Nella sua esperienza, quali sono le “buone pratiche” che aiuterebbero fin da subito a creare uno standard per tutte le organizzazioni?

Prima di parlare di policy, farei un passo indietro su un più generale approccio al lavoro e sugli obiettivi aziendali che si pongono. Ad esempio, alla fine della mia giornata lavorativa, io riesco a vedere l’impatto concreto di ciò che ho fatto. Penso che questo possa essere applicato in ogni organizzazione, piccola o grande che sia: è importante che ogni lavoratore comprenda perché si sta facendo un determinato lavoro, e contestualizzarlo in un risultato che abbia dei benefici non solo personali o aziendali, ma per l’intera collettività.

Parlando poi di policy, per me sono come il casco obbligatorio: se ci sono delle regole, e soprattutto se i capi le applicano per primi, dando il buon esempio al resto dei dipendenti, queste sono davvero efficaci. Nella mia esperienza, il paternity leave è senz’altro un qualcosa che applicherei da subito in tutte le organizzazioni. Ma come tutti i cambiamenti, questi devono avvenire dall’alto.

Per concludere la nostra intervista, mi piacerebbe compiere un passaggio più personale. Cosa la appassiona di più del suo lavoro in Google? Dove pensa di poter fare la differenza, in futuro, e dove l’ha già fatta in passato?

Fare la differenza, nel mio grande o piccolo che sia, è stato sempre il mio obiettivo, fin da piccola. Quando mi confidavo con alcune delle mie amiche, da bambina, e molte di loro avevano il sogno di diventare ballerine, io avevo un altro sogno, un po’ unconventional: costruire un grattacielo a New York.
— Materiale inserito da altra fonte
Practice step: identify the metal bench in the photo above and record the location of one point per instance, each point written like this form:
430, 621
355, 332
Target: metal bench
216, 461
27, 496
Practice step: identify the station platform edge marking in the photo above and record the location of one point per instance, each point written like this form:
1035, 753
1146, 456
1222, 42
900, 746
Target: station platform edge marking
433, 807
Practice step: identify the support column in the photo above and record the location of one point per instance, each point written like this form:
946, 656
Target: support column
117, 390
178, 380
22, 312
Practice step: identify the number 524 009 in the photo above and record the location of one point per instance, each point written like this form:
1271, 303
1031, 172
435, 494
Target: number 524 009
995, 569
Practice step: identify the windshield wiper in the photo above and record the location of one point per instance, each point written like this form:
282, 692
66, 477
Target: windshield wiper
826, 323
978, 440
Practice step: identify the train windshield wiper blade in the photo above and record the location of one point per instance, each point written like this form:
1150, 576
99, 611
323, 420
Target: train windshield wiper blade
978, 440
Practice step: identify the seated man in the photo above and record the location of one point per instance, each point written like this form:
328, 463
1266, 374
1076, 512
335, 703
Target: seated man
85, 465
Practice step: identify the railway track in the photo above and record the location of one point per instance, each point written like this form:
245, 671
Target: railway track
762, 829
E grazie al mio team, ce l’ho fatta! In una realtà come quella di Google, non lavoro solo per un mondo più tecnologico in senso stretto, ma mi impegno molto per la sostenibilità ambientale. Nelle mie negoziazioni, stringo accordi per fare uso di energie rinnovabili e far sì che il progresso abbia un impatto zero sulla terra. In questo senso, aiuto i Governi e i Paesi ad essere più Green ed ecosostenibili possibili. Per me non è una scelta, ma è un qualcosa di imprescindibile per il nostro futuro. Avere la possibilità di dare ogni giorno il mio contributo a questa causa, è ciò che mi riempie più d’orgoglio.

Guardando al passato, dopo tanti anni in America, con la mia squadra sono riuscita a sviluppare e a portare anche nel nostro continente l’infrastruttura dei dati e del Cloud. Un passo fondamentale per non “dipendere” dagli impianti oltreoceano e continuare ad essere davvero al passo con i tempi e tecnologicamente avanzati.